Article Text
Abstract
Measuring clinician knowledge, understanding and attitudes to overdiagnosis are key to understanding the drivers of overdiagnosis, developing strategies to reduce overdiagnosis, and assessing the effectiveness of interventions aiming to prevent overdiagnosis. As the responsibility of ordering screening and diagnostic tests falls to clinicians, changing clinician attitudes to overdiagnosis and clinicians’ test-ordering practices has great potential to reduce overdiagnosis. The development of a scale to measure clinician knowledge, understanding, attitudes and practices around overdiagnosis would be valuable as a means of measuring the impact of clinician-targeted interventions. To date, scales to measure knowledge and attitudes about overdiagnosis have only been developed for patients and the general public, with no scale available for clinicians.

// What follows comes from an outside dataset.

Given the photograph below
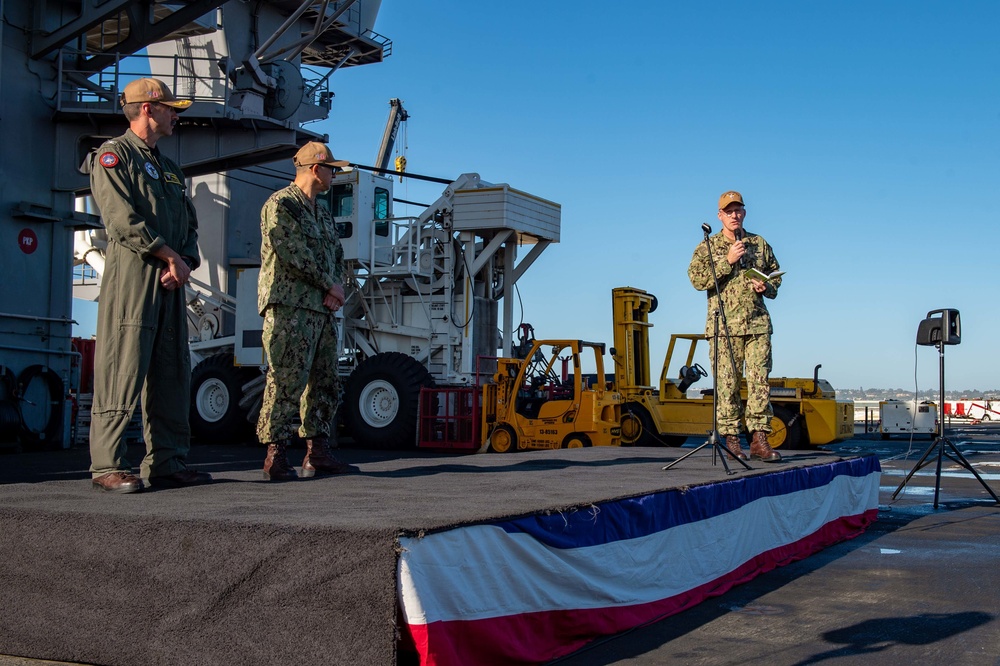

In this workshop we will present the results of a narrative review of studies on clinician knowledge, understanding, and attitudes to overdiagnosis, and how these relate to test ordering practice. Workshop participants will be asked to discuss the relevance of identified themes from the narrative review for their own clinical and/or research area, and to raise any other relevant issues that have not been captured by the review. The workshop discussions will be audiotaped verbatim and transcribed for later qualitative analysis. Both the findings from the narrative review and the qualitative analysis of the workshop discussions will inform development of a scale to measure clinician knowledge, understanding, and attitudes to overdiagnosis and test-ordering practices.
Objectives
To present the findings of a narrative review of studies on clinician knowledge, understanding and attitudes to overdiagnosis;
To facilitate discussion on the topic informed by the narrative review with the aim of compiling a list of key themes and items to be incorporated into a measurement scale.
Learning outcomes As the aim of the workshop is to discuss the findings of the narrative review and to compile a list of key themes in partnership with workshop participants there are not specific learning outcomes. However, by the end of the workshop participants will have a good understanding of the key issues related to clinicians’ knowledge, understanding and attitudes to overdiagnosis and how these impact test ordering practice.